# G0765 Trouble



## Capt45 (Aug 31, 2017)

Have had this lathe for about 2 months and yesterday I tried to thread a piece of 300 Blackout brass after drilling the appropriate hole.  About half way through the head stock made a "crackling" sound and then free wheel.  Obviously the spindle or secondary shaft gear(s) spit some teeth.  In fact, I confirmed my suspicions when I removed the head stock and observed the small pile of teeth on the Ways.
This actually gives me an opportunity to upgrade to metal gears in the head stock, so hopefully I won't need to open it up again.  However, I can't find the metal replacement gears.  LMS is out of stock and won't be getting them for a month or so according to Roger at LMS.
Anybody know of where I could find these metal gears?


----------



## DAT510 (Aug 31, 2017)

Is this what you are looking for?  You would need to ship from the UK.  I've had good luck with them in the past.

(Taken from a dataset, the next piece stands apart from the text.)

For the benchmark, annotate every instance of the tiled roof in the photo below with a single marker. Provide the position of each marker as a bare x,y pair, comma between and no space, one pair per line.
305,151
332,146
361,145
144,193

http://www.arceurotrade.co.uk/Catal...C3-Mini-Lathes/C3-SC2-SC3-Mini-Lathe-Upgrades


----------



## darkzero (Aug 31, 2017)

Arc Euro Trade has them but they are in the UK. However their shipping is fast. My orders from them have always arrived in 1 business day from the UK all the way to the US.
http://www.arceurotrade.co.uk/Catalogue/Machine-Spares/C2-Mini-Lathe-Spares

There's a seller on ebay that has them too but they are also in the UK. 
http://www.ebay.com/itm/2-speed-Hi-...840082?hash=item544c637812:g:s2gAAOSwkl5XejxA
http://www.ebay.com/itm/2-speed-Hi-Lo-Metal-Gear-Set-for-CJ18-series-mini-lathe-/361918824499

MicroMark lists a metal gear upgrade set for more money but I'm not sure if it includes what you need if their picture is accurate.


----------



## Capt45 (Aug 31, 2017)

Thanks for the info.  Looks like arceurotrade has what I need, the Ebay listings are not the right gear(s).


----------



## Capt45 (Sep 1, 2017)

Actually the tooth pattern is not right on the arceurotrade gear set.  I need 12-20 on one gear, and 21-29 on the other.


----------



## Capt45 (Sep 3, 2017)

Got Grizzly plastic gears coming as a stop gap measure, I'll be putting metal gears in the headstock when they become available.


----------